An Audience with Jay Leno
When David presented the Devaux drawings and development photographs to Jay Leno, the reaction was immediate and animated. Leno, whose knowledge of automotive history and engineering depth is well known, was particularly taken by the integrity of the proportions and the commitment to an analogue grand touring philosophy in a modern context. The long bonnet and unabashed 1930's styling, clearly resonated with his passion for coachbuilt classics and Art Deco design.
For David, the moment was less about celebrity endorsement and more about recognition from one of the world’s most respected automotive custodians. Leno’s genuine enthusiasm affirmed that the MkIII concept spoke not only to nostalgia, but to informed collectors who understand design lineage, engineering coherence, and the rarity of an independently developed marque executed at this level.
Options for your hand-built Devaux
Variations on a theme were always part of the Devaux philosophy. While the core design remains constant, each car can be tailored to suit its owner’s driving style and market requirements.
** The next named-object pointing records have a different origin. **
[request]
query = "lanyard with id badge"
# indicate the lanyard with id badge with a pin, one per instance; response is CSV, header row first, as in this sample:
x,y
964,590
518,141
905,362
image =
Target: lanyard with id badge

Buyers may specify manual or automatic transmission, and the cars can be configured in either left-hand or right-hand drive for export flexibility. Exterior colour and interior upholstery are entirely bespoke, allowing for anything from period-correct restraint to more contemporary interpretations, all executed with the craftsmanship expected of a low-volume coachbuilt marque.
Importantly, every Devaux is delivered with air conditioning for real-world grand touring comfort and a proper spare wheel — a small but increasingly rare nod to practicality in modern motoring.